All the human brain does is determine how to fire some motor neurons. No, it does not reason.
No, the human brain does not "understand" language. It just knows how to control the firing of neurons that control the vocal chords, in order to maximize an endocrine reward function that has evolved to maximize biological fitness.
I can speak about human brains the same way you speak about LLMs. I'm sure you can spot the problem in my conclusions: just because the human brain is "only" firing neurons, it does actually develop an understanding of the world. The same goes for LLMs and next-word prediction.
I agree with you as far as the current state of LLMs, but I also feel like we humans have preconceived notions of “thought” and “reasoning”, and are a bit prideful of them.
We see the LLM sometimes do sort of well at a whole bunch of tasks. But it makes silly mistakes that seem obvious to us. We say, “Ah ha! So it can’t reason after all”.
Say LLMs get a bit better, to the point they can beat chess grandmasters 55% of the time. This is quite good.
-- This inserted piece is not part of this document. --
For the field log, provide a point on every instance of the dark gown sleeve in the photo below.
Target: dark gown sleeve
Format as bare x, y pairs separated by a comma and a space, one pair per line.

Low level chess players rarely ever beat grandmasters, after all. But, the LLM spits out illegal moves sometimes and sometimes blunders nonsensically. So we say, “Ah ha! So it can’t reason after all”.
But what would it matter if it can reason? Beating grandmasters 55% of the time would make it among the best chess players in the world.
For now, LLMs just aren’t that good. They are too error prone and inconsistent and nonsensical. But they are also sort weirdly capable at lots of things in strange inconsistent ways, and assuming they continue to improve, I think they will tend to defy our typical notions of human intelligence.
reating gradmasters 55% of the time is not good. We've been beating almost 100% of grandmasters in the 90's.
And when even llm's that are good at chess run, I had recently read an article about someone who examined them from this aspect. They said that if the llm fails to come up with a legal move within 10 tries, a random move is played instead. And this was common.
Not even a beginner would attempt 10 illegal moves in a row, after their first few games. The state of LLM chess is laughably bad, honestly. You would guess that even if it didn't play well, it'd at least consistently make legal moves. It doesn't even get to that level.
I don't see why this isn't a good model for how human reasoning happens either, certainly as a first-order assumption (at least).